I just renewed my bookmarking service for ten years. I was a huge fan of del.icio.us before Yahoo, destroyer of all things Internet, trashed it. I moved onto https://pinboard.in/ and have been using the service since January 18, 2010. It’s like having my own focused search engine. And it archives the site that I bookmark so if the site ever goes away, I still have a copy of it similar to the way https://archive.org/ works. What does 13 years of curating bookmarks look like?

Bookmark archiving is on. It will expire on November 2, 2033. 34960 of your bookmarks have been archived, representing 91% of your collection.

This consumes 75.35 G of disk space.

3122 bookmarks have not been stored due to errors:

not found699
bad request1503
forbidden18
gone1
server error741

Pinboard also used to automatically record all my Tweets. Of course, Muskrat ruined that as it would now cost Pinboard over $40,000 per month for access to the API.

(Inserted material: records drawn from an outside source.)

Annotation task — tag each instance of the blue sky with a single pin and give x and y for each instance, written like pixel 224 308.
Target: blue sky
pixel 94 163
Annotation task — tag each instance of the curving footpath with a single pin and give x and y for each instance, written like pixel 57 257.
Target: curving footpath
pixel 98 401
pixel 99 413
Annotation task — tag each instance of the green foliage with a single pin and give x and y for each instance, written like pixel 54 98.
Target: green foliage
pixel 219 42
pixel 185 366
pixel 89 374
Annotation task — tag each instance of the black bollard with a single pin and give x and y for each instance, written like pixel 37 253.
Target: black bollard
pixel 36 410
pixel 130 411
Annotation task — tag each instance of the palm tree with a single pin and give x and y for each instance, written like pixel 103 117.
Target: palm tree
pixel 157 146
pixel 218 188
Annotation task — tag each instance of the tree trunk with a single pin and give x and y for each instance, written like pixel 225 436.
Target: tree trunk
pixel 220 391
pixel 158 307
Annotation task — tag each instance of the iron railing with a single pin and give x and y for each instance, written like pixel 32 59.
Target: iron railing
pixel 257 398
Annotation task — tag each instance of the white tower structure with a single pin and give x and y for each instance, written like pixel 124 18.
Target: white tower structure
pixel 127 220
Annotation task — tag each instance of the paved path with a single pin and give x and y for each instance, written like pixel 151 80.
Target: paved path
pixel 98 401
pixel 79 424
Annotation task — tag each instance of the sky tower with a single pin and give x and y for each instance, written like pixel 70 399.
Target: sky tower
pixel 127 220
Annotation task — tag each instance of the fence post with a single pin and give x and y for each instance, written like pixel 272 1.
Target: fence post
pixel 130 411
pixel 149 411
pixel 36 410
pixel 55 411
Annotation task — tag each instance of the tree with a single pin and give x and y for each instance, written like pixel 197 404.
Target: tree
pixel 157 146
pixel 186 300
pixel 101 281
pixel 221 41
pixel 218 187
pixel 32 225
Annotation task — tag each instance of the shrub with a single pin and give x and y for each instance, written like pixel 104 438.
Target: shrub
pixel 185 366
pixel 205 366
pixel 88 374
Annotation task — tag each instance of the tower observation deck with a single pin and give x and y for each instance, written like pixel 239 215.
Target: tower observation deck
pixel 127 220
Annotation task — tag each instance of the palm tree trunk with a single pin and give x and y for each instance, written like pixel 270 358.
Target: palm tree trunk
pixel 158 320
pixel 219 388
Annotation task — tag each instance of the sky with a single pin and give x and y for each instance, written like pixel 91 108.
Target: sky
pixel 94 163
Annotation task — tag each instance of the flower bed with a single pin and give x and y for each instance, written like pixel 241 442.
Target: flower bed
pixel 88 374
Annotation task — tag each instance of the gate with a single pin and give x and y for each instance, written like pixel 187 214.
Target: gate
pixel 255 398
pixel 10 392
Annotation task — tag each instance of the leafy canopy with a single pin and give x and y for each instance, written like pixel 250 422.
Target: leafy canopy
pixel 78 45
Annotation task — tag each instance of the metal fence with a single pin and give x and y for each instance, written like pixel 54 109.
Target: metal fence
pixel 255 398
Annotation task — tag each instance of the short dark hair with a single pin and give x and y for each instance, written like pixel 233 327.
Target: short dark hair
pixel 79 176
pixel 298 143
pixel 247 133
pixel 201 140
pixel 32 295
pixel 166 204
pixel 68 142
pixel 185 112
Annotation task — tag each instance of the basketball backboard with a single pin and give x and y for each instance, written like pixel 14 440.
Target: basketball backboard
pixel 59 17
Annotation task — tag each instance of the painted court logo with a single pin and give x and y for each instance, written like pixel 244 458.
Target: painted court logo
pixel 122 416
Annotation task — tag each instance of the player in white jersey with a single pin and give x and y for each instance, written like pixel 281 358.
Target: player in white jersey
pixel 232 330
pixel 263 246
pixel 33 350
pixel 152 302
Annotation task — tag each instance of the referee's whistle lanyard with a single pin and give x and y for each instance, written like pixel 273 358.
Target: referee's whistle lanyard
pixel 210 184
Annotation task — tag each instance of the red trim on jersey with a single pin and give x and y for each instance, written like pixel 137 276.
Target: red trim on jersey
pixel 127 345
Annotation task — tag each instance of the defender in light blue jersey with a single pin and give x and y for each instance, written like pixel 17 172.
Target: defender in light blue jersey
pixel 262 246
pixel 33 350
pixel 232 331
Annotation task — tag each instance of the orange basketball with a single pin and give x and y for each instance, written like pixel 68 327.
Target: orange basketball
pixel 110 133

What’s is Vimes’ Boot Theory?

The Sam Vimes “Boots” theory of socioeconomic unfairness, often called simply the boots theory, is an economic theory that people in poverty have to buy cheap and subpar products that need to be replaced repeatedly, proving more expensive in the long run than more expensive items. The term was popularized by English fantasy writer Sir Terry Pratchett in his 1993 Discworld novel Men at Arms.

“The reason that the rich were so rich, Vimes reasoned, was because they managed to spend less money. Take boots, for example. … A man who could afford fifty dollars had a pair of boots that’d still be keeping his feet dry in ten years’ time, while a poor man who could only afford cheap boots would have spent a hundred dollars on boots in the same time and would still have wet feet.”

https://en.wikipedia.org/wiki/Boots_theory

While not wealthy, I am trying to apply Vimes’ Boots Theory where I can. For instance, LinkedIn’s annual billing will save you 50% over monthly billing. Cancelling LinkedIn’s paid service will save you 100% but that’s a different topic. If using the Boots Theory saves you $6 per year on a bookmarking service you may wonder if it is worth it. The answer is yes because 1) I now don’t have to worry about a bill from Pinboard for a decade. I just go into OmniFocus to my Finance project and under the Pinboard.in task I put the deadline as “10 years” and OmniFocus automatically calculates the next due date. And 2) while only $6 if I did the same for 10 services then that’s $60 per year savings. The truth is using this approach is similar to snowballing debt. The little numbers add up to thousands very quickly. It’s like the small differences in the grocery stores. A person on a very tight budget may have to purchase the smaller bottle of ketchup which has a higher price per ounce than a larger bottle of ketchup. We nickel and dime the poor to death.